I have a pipeline set up that reads data from Kafka, processes it using Spark structured streaming and then writes parquet files to HDFS. Downstream clients of the data query is using Presto configured to read the data as Hive tables.
Kafka --> Spark --> Parquet on HDFS --> Presto
In general this works. The problem arises when a query happens while the Spark job is running a batch. The Spark job creates a zero-length Parquet file on HDFS. If Presto attempts to open this file in the course of processing a query, then it throws an error:
Query 20171116_170937_07282_489cc failed: Error opening Hive split hdfs://namenode:50071/hive/warehouse/table/part-00000-5a7c242a-3e53-46d0-9ee4-5d004ef4b1e4-c000.snappy.parquet (offset=0, length=0): hdfs://namenode:50071/hive/warehouse/table/part-00000-5a7c242a-3e53-46d0-9ee4-5d004ef4b1e4-c000.snappy.parquet is not a Parquet file (too small)
The file is indeed zero bytes at this time, so the error is strictly correct, but this is not the behavior I want for the pipeline. I would like to be able to continuously write in to the appropriate HDFS folders, without disturbing the Presto queries.
The Spark scala code for the job looks like this:
val FilesOnDisk = 1
Spark
.initKafkaStream("fleet_profile_test")
.filter(_.name.contains(job.kafkaTag))
.flatMap(job.parser)
.coalesce(FilesOnDisk)
.writeStream
.trigger(ProcessingTime("1 hours"))
.outputMode("append")
.queryName(job.queryName)
.format("parquet")
.option("path", job.outputFilesPath)
.start()
The job starts at the top of the hour, :00. The file is first visible on HDFS as a zero-length file at :05. It is not updated until it is written completely at :21, just before the job finishes. This makes the table effectively unusable from Presto 25% of the time.
Each file is only a little over 500kB, so I wouldn't expect the physical writing of the file to take very long. From my understanding, Parquet files have their metadata at the end of the file so someone writing bigger files would have even more trouble.

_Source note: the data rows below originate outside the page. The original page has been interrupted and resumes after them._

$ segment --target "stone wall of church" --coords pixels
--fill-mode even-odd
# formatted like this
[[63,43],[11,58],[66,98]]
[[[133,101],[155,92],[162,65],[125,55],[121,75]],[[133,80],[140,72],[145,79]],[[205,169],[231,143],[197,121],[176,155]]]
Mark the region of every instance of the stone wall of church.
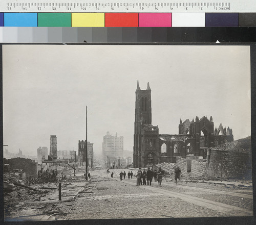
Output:
[[203,177],[206,173],[206,160],[191,161],[191,173],[193,177]]

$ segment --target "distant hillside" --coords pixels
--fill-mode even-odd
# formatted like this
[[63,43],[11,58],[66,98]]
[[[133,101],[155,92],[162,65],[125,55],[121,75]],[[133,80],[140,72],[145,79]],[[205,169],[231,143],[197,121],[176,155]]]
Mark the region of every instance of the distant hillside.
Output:
[[237,140],[226,144],[222,144],[210,149],[226,152],[239,152],[244,153],[251,153],[251,136]]

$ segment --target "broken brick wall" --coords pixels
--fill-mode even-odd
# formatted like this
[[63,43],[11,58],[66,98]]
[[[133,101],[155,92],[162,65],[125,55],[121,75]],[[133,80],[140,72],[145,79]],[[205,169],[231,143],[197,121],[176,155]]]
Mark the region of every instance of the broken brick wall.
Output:
[[34,160],[24,158],[4,158],[4,164],[10,164],[11,172],[13,169],[22,169],[26,172],[26,178],[31,176],[37,178],[37,163]]
[[209,150],[207,173],[210,177],[251,179],[251,154]]
[[204,176],[206,173],[206,160],[191,160],[191,173],[194,177]]

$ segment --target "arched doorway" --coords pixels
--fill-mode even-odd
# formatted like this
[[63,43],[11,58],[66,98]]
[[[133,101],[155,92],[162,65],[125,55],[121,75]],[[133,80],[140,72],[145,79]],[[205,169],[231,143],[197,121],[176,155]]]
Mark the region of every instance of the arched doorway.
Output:
[[180,144],[179,143],[176,143],[174,146],[174,154],[176,156],[180,155]]
[[214,141],[214,146],[216,147],[218,145],[219,145],[219,141],[218,141],[217,139],[215,139],[215,140]]
[[157,157],[155,153],[151,152],[145,157],[145,166],[158,163]]
[[208,147],[208,132],[205,129],[203,128],[200,131],[200,147],[205,148]]
[[192,151],[193,149],[193,145],[191,143],[188,143],[187,144],[187,151],[186,151],[186,155],[192,154]]
[[165,143],[162,144],[161,146],[161,156],[167,156],[167,145]]

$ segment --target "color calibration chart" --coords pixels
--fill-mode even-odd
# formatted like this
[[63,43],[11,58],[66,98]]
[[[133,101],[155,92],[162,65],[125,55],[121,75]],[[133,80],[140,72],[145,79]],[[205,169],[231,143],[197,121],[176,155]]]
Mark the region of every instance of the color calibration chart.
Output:
[[195,41],[200,28],[256,27],[255,0],[1,0],[0,12],[1,42],[184,41],[189,28]]

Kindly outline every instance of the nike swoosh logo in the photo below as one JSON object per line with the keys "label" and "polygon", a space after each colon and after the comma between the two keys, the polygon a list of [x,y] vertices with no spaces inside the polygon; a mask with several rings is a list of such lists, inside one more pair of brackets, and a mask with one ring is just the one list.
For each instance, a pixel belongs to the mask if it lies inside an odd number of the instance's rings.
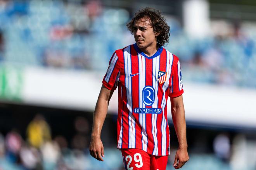
{"label": "nike swoosh logo", "polygon": [[138,75],[139,74],[140,74],[140,73],[137,73],[136,74],[134,74],[132,75],[131,73],[131,74],[130,75],[130,76],[131,76],[131,77],[133,77],[133,76],[135,76],[136,75]]}

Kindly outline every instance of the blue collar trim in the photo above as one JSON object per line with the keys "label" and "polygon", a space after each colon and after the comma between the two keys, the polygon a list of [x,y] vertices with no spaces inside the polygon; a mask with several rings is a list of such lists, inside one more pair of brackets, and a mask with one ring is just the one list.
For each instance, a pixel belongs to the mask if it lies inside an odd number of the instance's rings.
{"label": "blue collar trim", "polygon": [[151,57],[149,57],[148,56],[147,56],[147,55],[145,54],[144,53],[143,53],[140,50],[140,49],[138,47],[138,46],[137,46],[137,44],[136,43],[133,44],[133,47],[134,47],[134,49],[136,51],[137,51],[137,52],[139,53],[141,55],[143,55],[145,57],[147,57],[149,59],[153,58],[154,58],[156,57],[157,57],[157,56],[161,54],[161,53],[162,53],[162,51],[163,51],[163,47],[161,46],[158,48],[158,49],[157,49],[157,51],[156,52],[156,53],[153,55],[152,55]]}

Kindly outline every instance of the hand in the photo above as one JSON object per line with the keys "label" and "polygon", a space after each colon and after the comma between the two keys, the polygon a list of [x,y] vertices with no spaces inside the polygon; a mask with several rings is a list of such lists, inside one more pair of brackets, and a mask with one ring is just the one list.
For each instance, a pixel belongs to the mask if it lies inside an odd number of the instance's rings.
{"label": "hand", "polygon": [[104,148],[100,137],[92,137],[89,148],[92,157],[99,161],[104,161],[101,157],[104,157]]}
{"label": "hand", "polygon": [[[175,160],[173,163],[173,167],[175,169],[179,169],[185,164],[189,159],[189,154],[187,148],[179,148],[175,156]],[[178,161],[179,163],[178,163]]]}

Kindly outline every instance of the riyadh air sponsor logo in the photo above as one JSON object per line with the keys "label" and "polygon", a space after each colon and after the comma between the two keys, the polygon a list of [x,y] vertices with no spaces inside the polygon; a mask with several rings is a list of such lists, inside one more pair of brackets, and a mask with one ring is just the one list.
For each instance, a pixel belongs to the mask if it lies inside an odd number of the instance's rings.
{"label": "riyadh air sponsor logo", "polygon": [[[148,106],[152,105],[155,101],[155,89],[150,86],[145,86],[142,90],[142,100],[143,103]],[[135,113],[149,113],[160,114],[162,113],[162,109],[137,108],[133,109]]]}
{"label": "riyadh air sponsor logo", "polygon": [[160,108],[134,108],[133,112],[135,113],[160,114],[162,113],[162,109]]}
{"label": "riyadh air sponsor logo", "polygon": [[139,74],[140,74],[140,73],[137,73],[134,74],[131,74],[131,74],[130,75],[130,76],[131,77],[133,77],[133,76],[135,76],[137,75],[138,75]]}
{"label": "riyadh air sponsor logo", "polygon": [[168,74],[166,74],[166,73],[167,73],[167,72],[158,70],[157,79],[160,84],[162,84],[166,81],[168,75]]}
{"label": "riyadh air sponsor logo", "polygon": [[155,89],[151,86],[145,86],[142,90],[143,102],[147,105],[152,105],[155,101]]}

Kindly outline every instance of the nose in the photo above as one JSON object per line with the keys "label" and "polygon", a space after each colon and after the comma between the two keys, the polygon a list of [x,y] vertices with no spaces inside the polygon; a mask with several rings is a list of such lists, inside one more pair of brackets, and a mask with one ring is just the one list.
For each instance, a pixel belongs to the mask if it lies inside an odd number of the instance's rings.
{"label": "nose", "polygon": [[135,30],[134,32],[134,35],[136,37],[139,37],[141,36],[141,31],[139,29],[137,29],[136,30]]}

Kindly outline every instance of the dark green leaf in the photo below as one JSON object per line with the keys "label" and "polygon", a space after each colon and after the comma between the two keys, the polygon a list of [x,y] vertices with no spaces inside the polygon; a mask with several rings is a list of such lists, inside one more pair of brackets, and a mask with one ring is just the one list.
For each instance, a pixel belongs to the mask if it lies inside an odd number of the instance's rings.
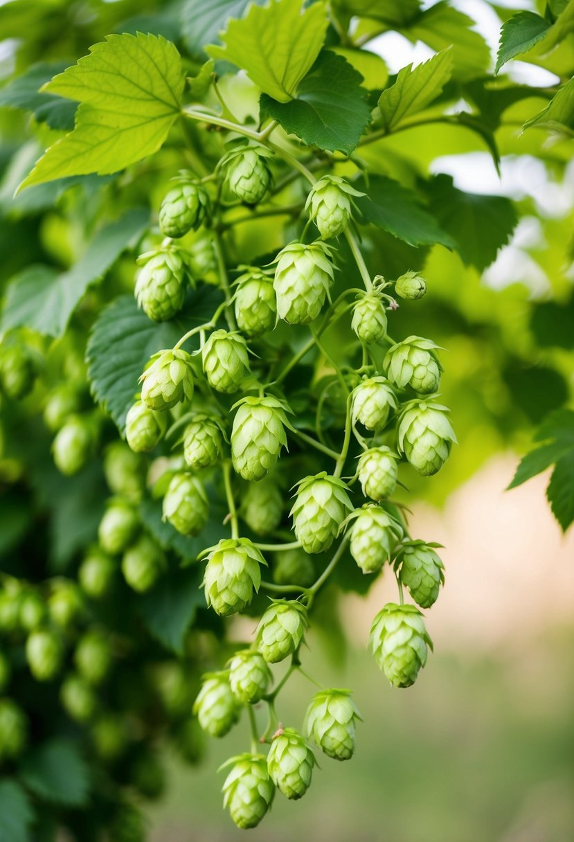
{"label": "dark green leaf", "polygon": [[370,120],[363,77],[342,56],[323,51],[299,85],[295,99],[261,97],[262,110],[308,146],[349,155]]}

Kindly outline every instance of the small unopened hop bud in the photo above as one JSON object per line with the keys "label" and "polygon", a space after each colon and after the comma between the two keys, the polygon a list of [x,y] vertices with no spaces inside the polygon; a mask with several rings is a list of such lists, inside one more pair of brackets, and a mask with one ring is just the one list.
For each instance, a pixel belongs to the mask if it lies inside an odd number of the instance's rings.
{"label": "small unopened hop bud", "polygon": [[398,445],[423,477],[441,469],[456,436],[446,417],[449,409],[438,403],[413,402],[401,416]]}
{"label": "small unopened hop bud", "polygon": [[229,683],[240,701],[254,705],[267,693],[271,670],[263,655],[245,649],[233,656],[229,664]]}
{"label": "small unopened hop bud", "polygon": [[418,272],[405,272],[395,283],[395,292],[399,298],[422,298],[427,291],[427,283]]}
{"label": "small unopened hop bud", "polygon": [[323,552],[332,544],[353,506],[345,483],[323,471],[297,484],[290,514],[297,541],[306,552]]}
{"label": "small unopened hop bud", "polygon": [[350,690],[324,690],[307,708],[307,733],[327,757],[348,760],[355,750],[355,720],[360,718]]}
{"label": "small unopened hop bud", "polygon": [[267,755],[269,776],[286,798],[301,798],[311,785],[315,755],[294,728],[279,728]]}
{"label": "small unopened hop bud", "polygon": [[211,737],[225,737],[239,718],[241,706],[234,696],[226,672],[209,673],[194,703],[194,713]]}
{"label": "small unopened hop bud", "polygon": [[242,611],[259,590],[261,565],[266,563],[247,538],[220,541],[210,550],[202,583],[208,606],[221,616]]}
{"label": "small unopened hop bud", "polygon": [[427,647],[433,643],[423,615],[415,605],[390,602],[379,611],[369,638],[375,659],[391,684],[410,687],[427,663]]}
{"label": "small unopened hop bud", "polygon": [[223,806],[229,807],[238,828],[256,828],[275,794],[267,758],[264,754],[239,754],[228,762],[234,763],[234,766],[223,785]]}
{"label": "small unopened hop bud", "polygon": [[199,535],[210,512],[203,483],[189,473],[172,477],[163,498],[163,520],[169,520],[182,535]]}
{"label": "small unopened hop bud", "polygon": [[364,196],[337,175],[324,175],[313,184],[305,205],[324,240],[338,237],[351,218],[349,196]]}
{"label": "small unopened hop bud", "polygon": [[299,648],[307,626],[302,603],[274,600],[257,627],[257,647],[268,663],[277,663]]}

What strategies have people used to integrate Spark structured streaming and Presto while working around this Presto error?
You could try to persuade Presto (or Presto team) to ignore empty files, but that wouldn't help, as the program writing the file (here: Spark) will eventually flush partial data and the file would appear partial, non-empty and not well formed, thus leading to an error as well.
The approach preventing Presto (or other programs reading the table data for that matter) from seeing partial file would be to assembler the file in different location and then atomically move the file into the correct location.